Analytics matter more than ever: that’s the big takeaway from this month’s breakdown of data from Burning Glass’s NOVA platform, which analyzes millions of active job postings.
As with previous months, mathematician tops the list, followed by data engineers. This time around, job postings for mathematicians grew 80.9 percent year-over-year in October—an acceleration from the already-blistering 70.9 percent growth in September. It’s clear from this breakdown that companies really want employees who not only analyze valuable datasets, but also turn it into algorithms and insights.
Here’s the full chart below; as you can see, jobs that demand some kind of analysis—data engineer, data scientist, biostatistician, and so on—dominated the top 20. (Click that little button in the upper-right corner to see the back half of the list, by the way.)
Data engineers came in second behind mathematicians, and it’s easy to see why. As companies continue to recognize the value of their enormous datasets, they need employees who can help store, order, and retrieve that information in useful ways. Data engineers may find themselves constructing huge repositories, monitoring the movement and “health” of data throughout a company’s systems, and proposing the adoption of new technologies that make it all easier for other stakeholders to analyze and use.

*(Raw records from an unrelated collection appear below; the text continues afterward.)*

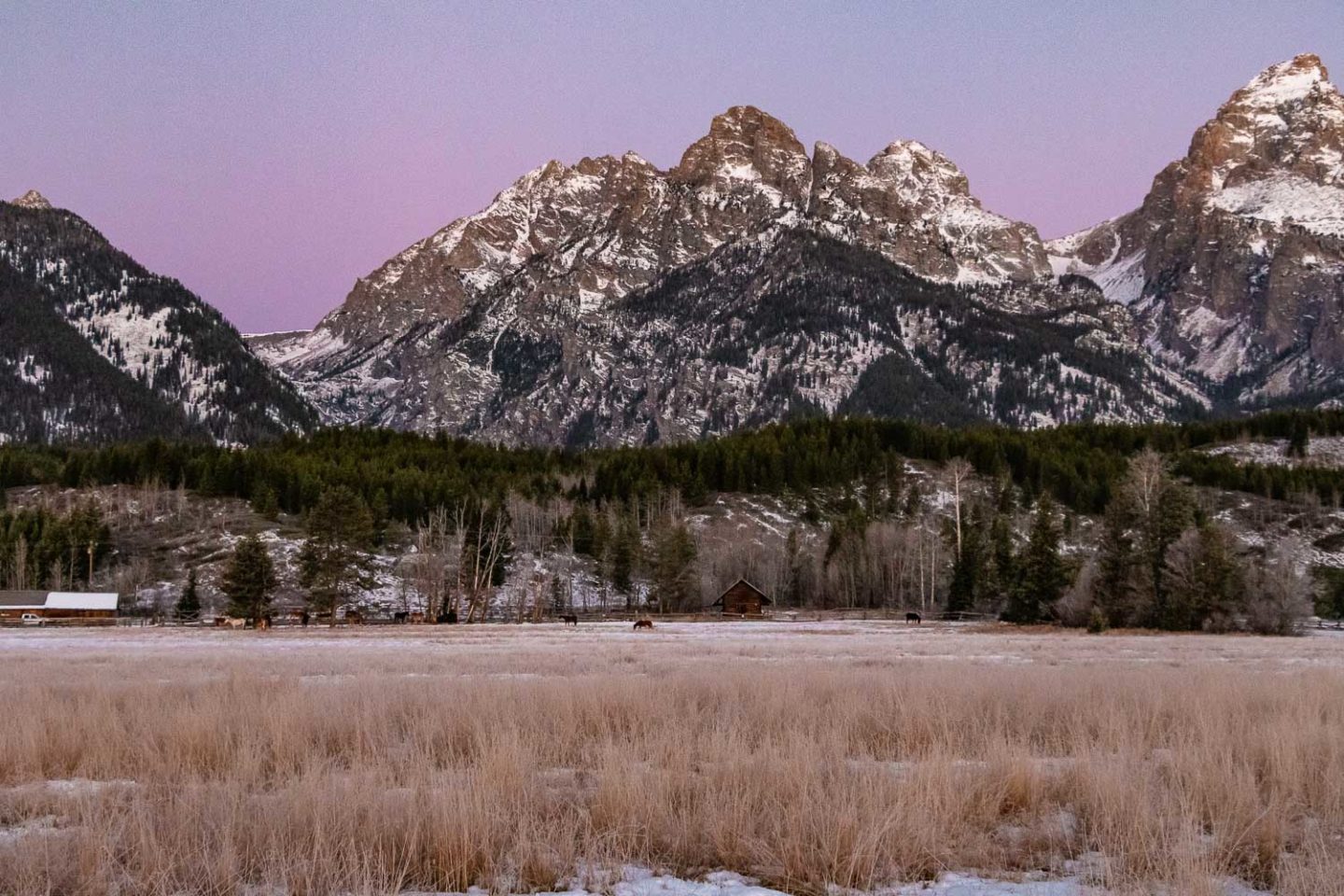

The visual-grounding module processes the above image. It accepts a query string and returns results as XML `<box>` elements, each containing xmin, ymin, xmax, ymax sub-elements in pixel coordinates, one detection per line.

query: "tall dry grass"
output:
<box><xmin>0</xmin><ymin>623</ymin><xmax>1344</xmax><ymax>896</ymax></box>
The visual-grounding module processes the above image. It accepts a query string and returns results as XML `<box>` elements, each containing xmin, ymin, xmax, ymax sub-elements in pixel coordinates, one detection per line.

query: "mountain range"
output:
<box><xmin>0</xmin><ymin>55</ymin><xmax>1344</xmax><ymax>446</ymax></box>
<box><xmin>0</xmin><ymin>190</ymin><xmax>317</xmax><ymax>443</ymax></box>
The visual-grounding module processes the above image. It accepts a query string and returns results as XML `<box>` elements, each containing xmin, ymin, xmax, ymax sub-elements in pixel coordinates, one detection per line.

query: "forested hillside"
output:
<box><xmin>0</xmin><ymin>411</ymin><xmax>1344</xmax><ymax>631</ymax></box>
<box><xmin>0</xmin><ymin>411</ymin><xmax>1344</xmax><ymax>524</ymax></box>
<box><xmin>0</xmin><ymin>198</ymin><xmax>315</xmax><ymax>443</ymax></box>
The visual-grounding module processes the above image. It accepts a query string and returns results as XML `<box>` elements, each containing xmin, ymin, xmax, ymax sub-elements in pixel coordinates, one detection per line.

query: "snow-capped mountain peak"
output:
<box><xmin>9</xmin><ymin>189</ymin><xmax>52</xmax><ymax>208</ymax></box>
<box><xmin>1050</xmin><ymin>54</ymin><xmax>1344</xmax><ymax>406</ymax></box>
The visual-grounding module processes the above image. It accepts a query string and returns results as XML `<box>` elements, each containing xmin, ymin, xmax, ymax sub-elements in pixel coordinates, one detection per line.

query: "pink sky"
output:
<box><xmin>0</xmin><ymin>0</ymin><xmax>1344</xmax><ymax>330</ymax></box>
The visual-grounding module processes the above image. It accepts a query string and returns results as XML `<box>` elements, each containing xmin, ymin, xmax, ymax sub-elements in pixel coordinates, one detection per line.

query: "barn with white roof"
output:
<box><xmin>0</xmin><ymin>591</ymin><xmax>117</xmax><ymax>620</ymax></box>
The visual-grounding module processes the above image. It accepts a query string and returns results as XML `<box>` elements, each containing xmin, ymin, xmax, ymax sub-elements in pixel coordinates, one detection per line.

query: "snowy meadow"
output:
<box><xmin>0</xmin><ymin>621</ymin><xmax>1344</xmax><ymax>896</ymax></box>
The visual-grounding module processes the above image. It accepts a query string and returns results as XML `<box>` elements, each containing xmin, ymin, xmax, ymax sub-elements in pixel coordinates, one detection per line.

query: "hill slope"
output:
<box><xmin>0</xmin><ymin>192</ymin><xmax>315</xmax><ymax>442</ymax></box>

To accomplish those ends, data engineers rely on a variety of tools, including Hadoop, Docker, Scala, Apache Spark, and Kubernetes. Because they must communicate with people throughout an organization, they must also have excellent “soft skills.” It’s one thing to architect an enormous system; but can you explain that system in “plain language” to someone who can barely handle iPhone updates?
If you want to break into a profession that hinges on analytics, some experts suggest you start by learning Python, which is supplanting R as the programming language for number-crunching applications (plus, since it’s a generalist language, you can use it for many other things, as well). Depending on your specific interests, the tools and platforms you’ll want to learn will necessarily change; for example, the apps used by a geographer or GIS specialist are radically different from those used by a business intelligence architect (in many cases).
And as always, keep in mind that specialization is key. When word gets out that a particular profession is “hot,” that compels a new generation of students to gravitate toward it. In order to stand out from the growing crowd within a particular field, you’ll need to specialize in those cutting-edge technologies that companies will need tomorrow—things like artificial intelligence (A.I.) and machine learning.